Objective: To test whether the silence of painless myocardial ischemia is caused by abnormal handling by the central nervous system of afferent messages from the heart.
Design: Nonrandomized study.
Setting: A tertiary referral center (postgraduate medical school).
Patients: 2 matched groups of nondiabetic patients with coronary artery disease. Group A consisted of nine patients with reproducible stress-induced angina; group B consisted of nine patients with reproducible stress-induced myocardial ischemia but no angina.
Interventions: Intravenous placebo infusion and low-dose (5 and 10 µg/kg per minute) and high-dose (20 to 35 µg/kg per minute) dobutamine infusions.
Measurements: Positron emission tomography was used to measure regional cerebral blood flow changes as an index of neuronal activation during painful and silent myocardial ischemia induced by intravenous dobutamine.

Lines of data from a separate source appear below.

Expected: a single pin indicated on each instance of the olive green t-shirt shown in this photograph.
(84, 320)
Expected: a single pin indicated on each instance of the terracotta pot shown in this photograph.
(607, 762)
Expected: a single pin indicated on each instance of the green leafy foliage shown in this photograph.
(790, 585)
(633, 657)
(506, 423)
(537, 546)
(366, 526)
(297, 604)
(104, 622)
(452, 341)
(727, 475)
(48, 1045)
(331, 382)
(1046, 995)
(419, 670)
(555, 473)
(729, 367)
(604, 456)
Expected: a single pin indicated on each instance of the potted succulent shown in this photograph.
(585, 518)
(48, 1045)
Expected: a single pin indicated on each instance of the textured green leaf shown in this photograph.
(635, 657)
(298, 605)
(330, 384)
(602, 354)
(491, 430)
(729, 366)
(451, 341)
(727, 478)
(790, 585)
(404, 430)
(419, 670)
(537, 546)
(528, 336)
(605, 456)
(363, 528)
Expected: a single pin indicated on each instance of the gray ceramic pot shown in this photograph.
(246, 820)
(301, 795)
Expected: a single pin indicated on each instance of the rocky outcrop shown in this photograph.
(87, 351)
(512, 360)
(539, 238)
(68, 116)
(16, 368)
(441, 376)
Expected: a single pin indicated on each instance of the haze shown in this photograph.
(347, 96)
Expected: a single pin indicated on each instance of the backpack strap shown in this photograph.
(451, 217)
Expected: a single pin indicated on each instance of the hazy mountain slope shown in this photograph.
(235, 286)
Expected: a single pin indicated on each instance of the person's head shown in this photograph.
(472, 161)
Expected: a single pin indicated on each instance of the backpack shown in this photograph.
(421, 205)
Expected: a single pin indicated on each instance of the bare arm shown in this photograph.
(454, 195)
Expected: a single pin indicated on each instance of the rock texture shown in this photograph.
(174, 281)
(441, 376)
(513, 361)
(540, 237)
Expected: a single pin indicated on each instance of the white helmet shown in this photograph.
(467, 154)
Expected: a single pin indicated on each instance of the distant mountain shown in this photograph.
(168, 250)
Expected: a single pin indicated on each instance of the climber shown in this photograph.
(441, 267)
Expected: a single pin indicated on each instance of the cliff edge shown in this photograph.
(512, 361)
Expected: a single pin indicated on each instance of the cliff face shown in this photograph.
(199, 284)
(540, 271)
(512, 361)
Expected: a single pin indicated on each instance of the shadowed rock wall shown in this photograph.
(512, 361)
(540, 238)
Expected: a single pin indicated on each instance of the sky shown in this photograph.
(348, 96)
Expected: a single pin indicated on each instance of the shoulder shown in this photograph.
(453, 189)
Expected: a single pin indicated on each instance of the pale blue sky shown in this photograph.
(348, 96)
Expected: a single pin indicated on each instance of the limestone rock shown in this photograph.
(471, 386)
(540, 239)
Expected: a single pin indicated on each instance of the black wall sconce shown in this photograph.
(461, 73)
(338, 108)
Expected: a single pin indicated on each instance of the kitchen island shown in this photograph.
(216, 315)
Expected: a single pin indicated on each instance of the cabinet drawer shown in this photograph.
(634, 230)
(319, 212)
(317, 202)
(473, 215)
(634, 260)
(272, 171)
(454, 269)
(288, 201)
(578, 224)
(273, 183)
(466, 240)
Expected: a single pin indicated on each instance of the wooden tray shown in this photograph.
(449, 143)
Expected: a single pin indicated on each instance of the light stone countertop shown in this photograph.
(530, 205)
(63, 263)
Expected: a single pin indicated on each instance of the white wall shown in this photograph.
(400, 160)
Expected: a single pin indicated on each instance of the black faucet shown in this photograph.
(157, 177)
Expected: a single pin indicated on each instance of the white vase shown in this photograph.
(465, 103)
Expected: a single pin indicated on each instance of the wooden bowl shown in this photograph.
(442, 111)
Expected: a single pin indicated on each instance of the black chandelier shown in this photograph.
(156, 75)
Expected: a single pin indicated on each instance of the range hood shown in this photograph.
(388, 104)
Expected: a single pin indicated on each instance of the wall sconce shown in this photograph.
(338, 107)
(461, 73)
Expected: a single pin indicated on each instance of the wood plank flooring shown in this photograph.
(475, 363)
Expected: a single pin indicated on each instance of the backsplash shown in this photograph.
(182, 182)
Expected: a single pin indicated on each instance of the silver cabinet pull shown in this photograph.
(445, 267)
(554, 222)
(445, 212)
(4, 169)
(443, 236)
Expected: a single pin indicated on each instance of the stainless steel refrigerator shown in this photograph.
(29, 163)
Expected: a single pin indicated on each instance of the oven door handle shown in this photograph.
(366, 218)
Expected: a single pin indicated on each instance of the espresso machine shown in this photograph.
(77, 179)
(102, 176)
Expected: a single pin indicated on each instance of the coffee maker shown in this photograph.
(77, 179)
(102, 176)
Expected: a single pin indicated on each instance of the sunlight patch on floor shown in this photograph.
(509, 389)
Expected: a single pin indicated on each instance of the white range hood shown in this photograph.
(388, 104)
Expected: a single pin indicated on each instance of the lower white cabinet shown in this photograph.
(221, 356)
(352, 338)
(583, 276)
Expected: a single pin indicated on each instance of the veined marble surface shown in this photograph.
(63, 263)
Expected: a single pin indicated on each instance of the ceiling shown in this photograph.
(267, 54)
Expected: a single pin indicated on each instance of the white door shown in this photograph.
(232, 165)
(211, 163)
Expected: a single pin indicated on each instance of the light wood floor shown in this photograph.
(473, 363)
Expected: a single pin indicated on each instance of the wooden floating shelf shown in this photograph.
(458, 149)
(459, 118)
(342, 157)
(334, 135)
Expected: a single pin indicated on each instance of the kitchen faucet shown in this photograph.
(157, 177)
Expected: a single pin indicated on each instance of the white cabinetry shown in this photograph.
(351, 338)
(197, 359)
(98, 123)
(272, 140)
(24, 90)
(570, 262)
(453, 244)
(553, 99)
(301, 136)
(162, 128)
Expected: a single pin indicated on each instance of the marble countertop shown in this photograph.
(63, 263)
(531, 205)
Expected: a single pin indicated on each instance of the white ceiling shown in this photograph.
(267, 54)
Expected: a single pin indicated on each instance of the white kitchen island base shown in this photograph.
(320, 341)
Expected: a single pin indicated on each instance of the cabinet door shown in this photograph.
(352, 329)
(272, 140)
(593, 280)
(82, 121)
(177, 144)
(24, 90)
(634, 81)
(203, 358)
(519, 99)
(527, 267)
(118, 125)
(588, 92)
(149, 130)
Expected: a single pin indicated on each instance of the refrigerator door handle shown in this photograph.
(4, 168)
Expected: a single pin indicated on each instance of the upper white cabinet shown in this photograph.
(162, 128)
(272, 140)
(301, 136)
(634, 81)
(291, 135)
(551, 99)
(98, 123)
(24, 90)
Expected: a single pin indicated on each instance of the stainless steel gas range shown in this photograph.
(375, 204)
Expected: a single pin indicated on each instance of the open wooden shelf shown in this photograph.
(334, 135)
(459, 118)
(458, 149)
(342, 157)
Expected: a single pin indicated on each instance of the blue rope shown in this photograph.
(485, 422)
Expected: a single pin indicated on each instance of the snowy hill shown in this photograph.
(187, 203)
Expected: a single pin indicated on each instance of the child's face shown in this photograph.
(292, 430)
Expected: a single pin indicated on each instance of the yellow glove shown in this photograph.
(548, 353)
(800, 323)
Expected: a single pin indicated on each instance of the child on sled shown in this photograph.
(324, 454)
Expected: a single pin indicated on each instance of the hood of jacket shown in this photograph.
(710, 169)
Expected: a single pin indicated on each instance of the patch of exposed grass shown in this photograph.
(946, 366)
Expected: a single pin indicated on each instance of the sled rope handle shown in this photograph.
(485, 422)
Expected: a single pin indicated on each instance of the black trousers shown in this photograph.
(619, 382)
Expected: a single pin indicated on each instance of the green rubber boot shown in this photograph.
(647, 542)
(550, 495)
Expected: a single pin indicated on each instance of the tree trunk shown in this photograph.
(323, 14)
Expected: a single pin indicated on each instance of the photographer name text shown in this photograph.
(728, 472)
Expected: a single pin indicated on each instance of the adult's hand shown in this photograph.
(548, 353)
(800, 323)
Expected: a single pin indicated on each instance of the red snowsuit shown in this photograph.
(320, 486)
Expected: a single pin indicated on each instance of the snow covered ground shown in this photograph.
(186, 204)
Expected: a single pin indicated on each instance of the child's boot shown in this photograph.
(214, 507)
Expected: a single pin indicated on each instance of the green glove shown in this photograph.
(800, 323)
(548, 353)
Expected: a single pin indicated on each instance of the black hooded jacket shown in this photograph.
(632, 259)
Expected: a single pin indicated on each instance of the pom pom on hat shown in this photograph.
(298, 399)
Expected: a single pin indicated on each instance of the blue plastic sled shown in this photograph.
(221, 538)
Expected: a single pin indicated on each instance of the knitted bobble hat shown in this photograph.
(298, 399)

Results: Regional cerebral blood flow changes during myocardial ischemia were compared with those during baseline conditions and during placebo infusion. During myocardial ischemia, regional cerebral blood flow increased bilaterally in the thalami and prefrontal, basal frontal, and ventral cingulate cortices in patients in group A. Both thalami were activated in group B, but cortical activation was limited to the right frontal region. A formal comparison of groups A and B showed significant differences (P < 0.01) in activation of the basal frontal cortex, ventral cingulate cortex, and left temporal pole. In both groups, thalamic regional cerebral blood flow remained increased after the symptoms and signs of ischemia had ceased.
Conclusions: Bilateral activation of the thalamus can be shown in both angina and silent ischemia; thus, peripheral nerve dysfunction cannot completely explain silent ischemia. Frontal cortical activation appears to be necessary for the sensation of pain. Abnormal central processing of afferent pain messages from the heart may play a determining role in silent myocardial ischemia.